Visuellement, le réalisateur accumule aussi les indices qui rendent la mort omniprésente. Lorsque Ravic aperçoit pour la première fois Haake dans les rues parisiennes, ils sont séparés par l’étal d’un volailler qui fait cuire des poulets. Les flammes du rotissoire d’époque envahissent ainsi le bas de l’image, alors que l’officier allemand occupe le haut, lui donnant une apparence maléfique. Plus tard dans le film, Ravic fait négligemment une sieste au soleil, mais un bandana recouvre ses yeux, comme ceux d’un condamné à mort d’un peloton d’exécution. Lewis Milestone suggère implicitement l’ombre de la faucheuse funeste à tous les détours du scénario.

Melting Pot

Le metteur en scène n’oublie pourtant pas sa promesse initiale et rend grâce à la ville lumière.

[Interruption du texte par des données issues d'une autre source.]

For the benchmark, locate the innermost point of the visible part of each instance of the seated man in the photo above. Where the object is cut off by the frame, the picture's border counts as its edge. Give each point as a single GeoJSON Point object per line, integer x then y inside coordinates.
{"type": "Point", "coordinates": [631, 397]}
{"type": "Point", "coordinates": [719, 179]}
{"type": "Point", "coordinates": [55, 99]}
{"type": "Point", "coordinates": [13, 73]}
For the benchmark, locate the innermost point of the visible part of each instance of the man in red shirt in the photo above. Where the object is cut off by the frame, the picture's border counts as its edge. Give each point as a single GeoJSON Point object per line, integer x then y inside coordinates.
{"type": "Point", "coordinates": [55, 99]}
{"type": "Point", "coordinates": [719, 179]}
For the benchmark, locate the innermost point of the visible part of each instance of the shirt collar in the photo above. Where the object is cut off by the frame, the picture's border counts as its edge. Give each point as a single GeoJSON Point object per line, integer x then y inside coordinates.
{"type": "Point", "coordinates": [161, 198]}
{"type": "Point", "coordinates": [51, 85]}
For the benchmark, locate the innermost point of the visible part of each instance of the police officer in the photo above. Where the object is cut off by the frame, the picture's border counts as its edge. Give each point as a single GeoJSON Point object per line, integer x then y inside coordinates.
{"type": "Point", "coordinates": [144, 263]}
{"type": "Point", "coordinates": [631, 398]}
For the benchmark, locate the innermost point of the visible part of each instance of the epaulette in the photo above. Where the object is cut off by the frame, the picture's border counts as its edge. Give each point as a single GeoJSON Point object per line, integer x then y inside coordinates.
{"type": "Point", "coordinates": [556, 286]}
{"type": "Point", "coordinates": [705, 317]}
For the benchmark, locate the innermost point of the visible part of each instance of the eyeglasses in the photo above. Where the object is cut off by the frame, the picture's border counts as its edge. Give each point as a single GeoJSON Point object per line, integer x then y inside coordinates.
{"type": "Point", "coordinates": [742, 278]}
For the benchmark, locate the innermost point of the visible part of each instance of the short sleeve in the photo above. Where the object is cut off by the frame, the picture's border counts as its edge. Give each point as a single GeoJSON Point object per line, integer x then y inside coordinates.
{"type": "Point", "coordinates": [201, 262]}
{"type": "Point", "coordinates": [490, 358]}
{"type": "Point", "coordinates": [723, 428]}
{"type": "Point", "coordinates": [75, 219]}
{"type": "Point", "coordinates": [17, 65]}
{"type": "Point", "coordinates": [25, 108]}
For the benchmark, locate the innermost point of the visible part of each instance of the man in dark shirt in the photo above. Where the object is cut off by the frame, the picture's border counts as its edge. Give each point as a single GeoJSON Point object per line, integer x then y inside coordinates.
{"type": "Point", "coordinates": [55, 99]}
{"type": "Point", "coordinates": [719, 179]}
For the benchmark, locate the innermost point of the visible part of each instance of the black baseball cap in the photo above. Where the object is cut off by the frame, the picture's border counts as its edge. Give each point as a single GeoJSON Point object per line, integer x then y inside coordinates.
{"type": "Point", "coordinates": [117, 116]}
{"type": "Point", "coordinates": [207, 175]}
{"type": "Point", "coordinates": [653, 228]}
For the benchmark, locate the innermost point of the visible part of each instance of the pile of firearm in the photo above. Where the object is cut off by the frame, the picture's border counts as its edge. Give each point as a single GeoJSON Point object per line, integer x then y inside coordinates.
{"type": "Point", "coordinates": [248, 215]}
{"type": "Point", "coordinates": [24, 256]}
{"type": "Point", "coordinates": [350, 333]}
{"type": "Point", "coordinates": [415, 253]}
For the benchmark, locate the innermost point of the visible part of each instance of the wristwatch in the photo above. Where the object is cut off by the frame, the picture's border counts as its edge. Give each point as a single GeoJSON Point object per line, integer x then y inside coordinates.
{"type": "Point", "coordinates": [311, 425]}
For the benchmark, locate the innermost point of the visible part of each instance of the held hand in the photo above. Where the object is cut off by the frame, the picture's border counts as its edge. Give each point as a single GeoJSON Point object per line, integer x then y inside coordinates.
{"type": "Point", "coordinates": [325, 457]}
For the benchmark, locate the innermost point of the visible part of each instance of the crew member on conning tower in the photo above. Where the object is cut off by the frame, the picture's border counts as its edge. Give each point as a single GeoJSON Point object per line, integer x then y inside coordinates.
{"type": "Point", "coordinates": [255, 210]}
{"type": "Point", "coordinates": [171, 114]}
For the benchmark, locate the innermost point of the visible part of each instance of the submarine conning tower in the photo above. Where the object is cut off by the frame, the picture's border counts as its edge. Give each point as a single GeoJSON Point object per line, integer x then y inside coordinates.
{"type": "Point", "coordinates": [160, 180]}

Bien que certaines scènes d’intérieur, impératifs de l’emploi du temps d’Ingrid Bergman obligent, sont tournées en studio, à New York, le travail de décors se révèle convaincant et évoque avec brio les chambres de la capitale française. Mais pour l’essentiel, c’est bien l’éternelle Paris qui est mise en image, obligeant la production à se rendre en France pour ses prises de vue et à investir de nombreux dollars en reconstitution. Malheureusement, Arc de Triomphe ne rencontrera pas son public, mais malgré les années qui se sont écoulées, on peut toujours savourer cette approche amoureuse.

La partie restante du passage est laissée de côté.